People may be drinking more wine and spirits worldwide, but the two sides of the alcoholic beverage market have different futures, and strategies, to contemplate at a time when global consumption is increasing. Tastes are also becoming more diverse and more expensive, according to a study released at this year's bi-annual event.
What is noticeable this year is the increased marketing aggressiveness of the French and Italian wine makers, who continue to watch in dismay as their export markets are being eaten into by upstarts from Australia, South Africa, Argentina and Portugal.
In the spirits market, the makers of gin, bourbon and Scotch continue to lose ground to vodka, which remains the world's highest selling tipple. In response, those losing ground are targeting their products at specific consumer markets through more exciting brands and more vibrant packaging.
Witness the efforts of the French LaFragette group, which sells both wine and spirits, including the Alizé coolers. This year it is showcasing Pink, a rosé wine targeted at women and clubs. Later this year the group will release individual bottled servings of the wine, displayed at VinExpo with straws to drink it with. It has also launched a cognac called XO for Men, sold in bottle that looks like it belongs in a perfume store.
Around the French wine stalls the word "crise" or "crisis" is often overheard, as overall their wine exports continue to fall. A forecast study released by UK consultancy IWSR this week indicates they have cause to be worried.

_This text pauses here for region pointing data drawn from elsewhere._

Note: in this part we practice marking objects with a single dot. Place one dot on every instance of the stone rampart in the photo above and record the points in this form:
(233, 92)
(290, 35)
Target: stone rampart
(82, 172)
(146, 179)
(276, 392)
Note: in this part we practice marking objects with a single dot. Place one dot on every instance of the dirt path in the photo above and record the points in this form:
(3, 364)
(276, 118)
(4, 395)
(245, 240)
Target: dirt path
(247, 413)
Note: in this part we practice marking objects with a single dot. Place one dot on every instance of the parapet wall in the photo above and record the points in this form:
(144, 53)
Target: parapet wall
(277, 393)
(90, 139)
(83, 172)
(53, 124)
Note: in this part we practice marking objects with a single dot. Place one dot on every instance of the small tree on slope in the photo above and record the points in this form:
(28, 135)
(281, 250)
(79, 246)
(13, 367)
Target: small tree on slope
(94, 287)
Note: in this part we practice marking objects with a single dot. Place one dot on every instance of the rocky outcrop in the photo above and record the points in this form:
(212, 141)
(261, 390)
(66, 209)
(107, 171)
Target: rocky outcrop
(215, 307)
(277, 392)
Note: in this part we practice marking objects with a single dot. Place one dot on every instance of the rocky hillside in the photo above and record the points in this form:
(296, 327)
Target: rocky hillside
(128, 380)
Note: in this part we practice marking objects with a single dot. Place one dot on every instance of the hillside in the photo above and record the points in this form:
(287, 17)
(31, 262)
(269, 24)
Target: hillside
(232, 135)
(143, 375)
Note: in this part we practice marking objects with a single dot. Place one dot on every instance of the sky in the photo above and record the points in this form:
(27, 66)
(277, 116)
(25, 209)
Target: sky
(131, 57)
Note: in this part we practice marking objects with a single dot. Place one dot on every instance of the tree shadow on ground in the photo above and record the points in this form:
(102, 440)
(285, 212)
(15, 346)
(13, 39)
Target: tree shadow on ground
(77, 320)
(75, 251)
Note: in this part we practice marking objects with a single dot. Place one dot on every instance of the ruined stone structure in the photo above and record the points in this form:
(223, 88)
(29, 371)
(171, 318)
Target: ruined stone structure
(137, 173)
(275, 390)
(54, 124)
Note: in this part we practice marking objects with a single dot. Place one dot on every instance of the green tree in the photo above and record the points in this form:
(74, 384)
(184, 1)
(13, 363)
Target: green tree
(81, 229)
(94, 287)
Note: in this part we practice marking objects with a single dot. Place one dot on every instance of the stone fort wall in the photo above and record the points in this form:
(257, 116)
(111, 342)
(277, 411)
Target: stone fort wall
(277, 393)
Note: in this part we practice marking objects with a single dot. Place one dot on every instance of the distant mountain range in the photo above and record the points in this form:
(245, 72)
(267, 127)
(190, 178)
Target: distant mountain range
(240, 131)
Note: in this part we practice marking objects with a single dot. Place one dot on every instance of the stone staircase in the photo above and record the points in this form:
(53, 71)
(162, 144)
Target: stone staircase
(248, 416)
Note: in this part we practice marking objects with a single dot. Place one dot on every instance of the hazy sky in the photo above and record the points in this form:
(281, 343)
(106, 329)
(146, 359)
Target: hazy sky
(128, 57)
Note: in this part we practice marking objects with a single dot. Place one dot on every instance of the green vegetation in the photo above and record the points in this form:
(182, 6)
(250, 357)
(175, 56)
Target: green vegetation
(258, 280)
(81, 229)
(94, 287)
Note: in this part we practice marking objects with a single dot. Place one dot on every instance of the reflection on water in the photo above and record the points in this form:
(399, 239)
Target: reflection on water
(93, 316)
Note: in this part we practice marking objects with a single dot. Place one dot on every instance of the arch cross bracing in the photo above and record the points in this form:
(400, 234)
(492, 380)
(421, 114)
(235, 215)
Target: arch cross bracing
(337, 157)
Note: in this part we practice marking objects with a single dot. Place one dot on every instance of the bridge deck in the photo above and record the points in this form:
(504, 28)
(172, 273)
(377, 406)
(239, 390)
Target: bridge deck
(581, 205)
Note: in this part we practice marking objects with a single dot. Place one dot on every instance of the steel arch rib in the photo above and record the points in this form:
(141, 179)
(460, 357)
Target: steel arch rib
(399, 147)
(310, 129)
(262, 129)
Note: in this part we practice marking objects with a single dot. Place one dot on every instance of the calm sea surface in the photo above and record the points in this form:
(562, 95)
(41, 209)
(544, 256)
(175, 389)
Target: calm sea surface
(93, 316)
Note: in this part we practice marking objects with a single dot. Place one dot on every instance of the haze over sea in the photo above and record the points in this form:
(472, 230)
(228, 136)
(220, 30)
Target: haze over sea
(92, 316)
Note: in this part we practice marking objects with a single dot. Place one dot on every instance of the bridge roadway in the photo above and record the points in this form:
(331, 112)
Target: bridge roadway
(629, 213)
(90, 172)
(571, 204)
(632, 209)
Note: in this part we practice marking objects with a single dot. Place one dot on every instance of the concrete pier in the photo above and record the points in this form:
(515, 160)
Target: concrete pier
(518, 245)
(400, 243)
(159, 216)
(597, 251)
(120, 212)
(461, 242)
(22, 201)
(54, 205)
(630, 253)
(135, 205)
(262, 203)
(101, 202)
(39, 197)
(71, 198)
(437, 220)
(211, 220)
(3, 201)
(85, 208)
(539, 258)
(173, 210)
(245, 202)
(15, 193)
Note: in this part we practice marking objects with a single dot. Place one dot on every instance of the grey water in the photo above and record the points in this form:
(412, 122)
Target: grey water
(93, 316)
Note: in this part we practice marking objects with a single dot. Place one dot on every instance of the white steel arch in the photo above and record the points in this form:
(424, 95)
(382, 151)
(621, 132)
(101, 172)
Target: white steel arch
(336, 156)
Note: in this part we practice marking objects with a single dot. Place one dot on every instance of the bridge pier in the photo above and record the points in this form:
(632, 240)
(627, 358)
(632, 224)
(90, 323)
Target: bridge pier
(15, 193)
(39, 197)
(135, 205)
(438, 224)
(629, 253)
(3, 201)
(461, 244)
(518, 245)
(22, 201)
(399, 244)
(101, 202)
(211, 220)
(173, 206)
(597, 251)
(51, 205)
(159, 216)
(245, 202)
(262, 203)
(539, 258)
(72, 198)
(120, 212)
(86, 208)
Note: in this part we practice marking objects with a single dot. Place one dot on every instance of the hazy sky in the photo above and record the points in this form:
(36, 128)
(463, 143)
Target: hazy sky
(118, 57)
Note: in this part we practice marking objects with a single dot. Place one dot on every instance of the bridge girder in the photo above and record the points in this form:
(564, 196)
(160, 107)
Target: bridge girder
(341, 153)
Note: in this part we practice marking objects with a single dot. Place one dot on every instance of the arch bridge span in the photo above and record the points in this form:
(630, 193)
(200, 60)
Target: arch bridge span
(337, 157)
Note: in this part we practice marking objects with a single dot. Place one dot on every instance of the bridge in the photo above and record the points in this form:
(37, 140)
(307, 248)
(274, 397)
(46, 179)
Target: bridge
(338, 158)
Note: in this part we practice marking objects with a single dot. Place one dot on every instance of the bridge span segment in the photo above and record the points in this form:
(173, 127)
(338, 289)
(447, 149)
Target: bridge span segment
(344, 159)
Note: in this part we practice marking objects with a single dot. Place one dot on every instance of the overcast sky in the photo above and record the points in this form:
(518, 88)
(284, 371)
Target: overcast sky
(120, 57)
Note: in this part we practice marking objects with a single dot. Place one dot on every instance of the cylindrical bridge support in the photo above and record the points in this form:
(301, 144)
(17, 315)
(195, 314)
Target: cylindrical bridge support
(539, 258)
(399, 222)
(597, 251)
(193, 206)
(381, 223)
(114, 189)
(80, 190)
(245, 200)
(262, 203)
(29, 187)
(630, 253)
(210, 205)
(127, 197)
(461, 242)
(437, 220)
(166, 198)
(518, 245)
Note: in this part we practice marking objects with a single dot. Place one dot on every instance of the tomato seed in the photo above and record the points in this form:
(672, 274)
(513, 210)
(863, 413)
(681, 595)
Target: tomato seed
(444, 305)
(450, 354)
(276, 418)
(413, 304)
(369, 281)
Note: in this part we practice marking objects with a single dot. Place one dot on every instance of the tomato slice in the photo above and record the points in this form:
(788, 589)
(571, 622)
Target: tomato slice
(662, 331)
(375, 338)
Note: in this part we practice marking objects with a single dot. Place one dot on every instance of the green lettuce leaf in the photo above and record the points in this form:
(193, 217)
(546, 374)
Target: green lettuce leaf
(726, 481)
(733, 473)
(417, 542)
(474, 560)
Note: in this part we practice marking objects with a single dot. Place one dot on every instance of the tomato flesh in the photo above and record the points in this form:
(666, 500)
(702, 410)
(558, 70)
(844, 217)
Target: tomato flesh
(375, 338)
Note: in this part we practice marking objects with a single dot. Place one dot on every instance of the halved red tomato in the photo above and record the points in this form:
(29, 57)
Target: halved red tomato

France will remain the leading exporter of still light wine, but its exports will decrease by 3.62 per cent by 2008, the consultancy said. Italy will experience a 37.6 per cent loss of exports during the same period as wine from Australia, South Africa, Argentina and Portugal become more appealing to consumers according to the IWSR forecast.
Meanwhile, world wine retail sales are expected to increase by 62.5 per cent over the next decade, with retail revenues from wine sales forecast to rise by 23.5 per cent. Most of the growth will occur for wine selling at more than €5 per bottle and this will represent a quarter of consumption in 2008, IWSR said.
Overall, consumers drank about 30bn 75cl bottles in 2004 and will drink about 31.66bn in 2008, with the growth occurring in the Italian, US, UK, Scandinavian and Russian markets. France has gone the other way and is expected to lose its place as the top wine consumer in the world, falling to third place by 2008 as the US takes the number one spot.
Italy will maintain the second largest market by volume. In terms of retail value the US will continue to be the world's top market in 2008, followed by the UK and France. The UK was the fifth largest wine market by value in 1999 while France was in second place. Scandinavia and Russia will overtake Spain in terms of retail value during the same period.
Overall retail sales of imported still light wines will increase by 62.5 per cent over the next ten years, IWSR forecast. US and UK consumers are expected to increase their yearly per capita consumption of wine. In the US, consumption is forecast to rise to 13.1 litres per person by 2008 from 10.9 litres in 2003, a 20.1 per cent increase. Per capita consumption in the UK is forecast to rise to 28 litres per person by 2008 from 24.8 litres in 2003, a gain of 12.9 per cent.
In the spirits market, overall world consumption is forecast to increase by a fifth in volume and 22.5 per cent by value over the next 10 years, IWSR forecast. While 60 per cent of spirits consumption involves local beverages like soshu and sake in Asia, the world sales leader remains vodka.
VinExpo, which ends on 23 June, attracted 2,400 sellers from around the world this year. An estimated 45,000 visitors from 43 countries in Europe, North America and Asia are expected to attend. The show is open only to professional buyers, tasting experts and the press. Buyers represent the big supermarkets such as Auchan in France, Tesco in the UK, Ahold in the Netherlands, retailers such as Harrods, along with airline companies, hotels, and trading and import firms. In 2004 global wine and spirits sales reached $267.3bn (€2.2bn).